In Middleton, Beman served as minister for the African Church of Cross Street (now known as the AME Zion Church) from 1830 to 1832. In 1833, he founded a Home Temperance Society in Middletown, and in 1836, he founded the Connecticut State Temperance Society of Colored People. He also began collecting funds to found a Negro College in New Haven, though public opposition to the plan meant no such college was built there. In 1834, he founded the northern Anti-Slavery Society, and his wife Nancy and daughter-in-law Clarissa Campbell (married to Leverett) founded the Colored Female Anti-Slavery Society.

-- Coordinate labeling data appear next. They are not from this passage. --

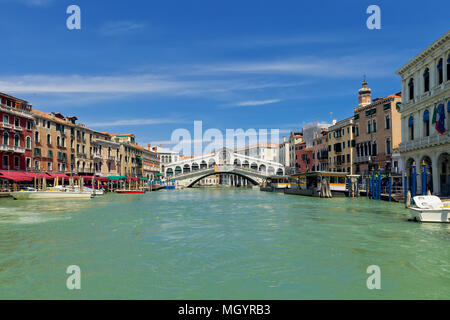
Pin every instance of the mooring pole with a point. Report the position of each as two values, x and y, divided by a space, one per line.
414 181
424 178
390 188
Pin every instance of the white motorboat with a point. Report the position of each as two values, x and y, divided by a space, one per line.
430 209
50 195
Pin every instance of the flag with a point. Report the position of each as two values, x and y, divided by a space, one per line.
440 119
434 115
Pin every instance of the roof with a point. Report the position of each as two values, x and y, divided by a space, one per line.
426 52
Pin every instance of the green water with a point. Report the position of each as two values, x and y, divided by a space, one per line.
219 244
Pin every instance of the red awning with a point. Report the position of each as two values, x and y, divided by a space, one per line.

Jehiel was also a proponent of voting rights.

He traveled throughout the northeastern states on behalf of these causes, giving speeches, raising funds, and organizing. His writing was frequently published in Lloyd Garrison's The Liberator. His younger son, the Rev. Amos Beman, often collaborated with him in these efforts.

In 1838, Jehiel and Nancy moved to Boston, where he became pastor of Zion's Church.

Jehiel and Nancy moved back to Middletown in 1854, where they were agents on the Underground Railroad. His wife Nancy died in October 15, 1856 in Middletown.

== Death and legacy ==
Beman died in New York City on December 27, 1858, and he was buried in Middletown, Connecticut.

In 2021, the Beman Middle School opened in Middletown, Connecticut, was named in honor of the Beman family.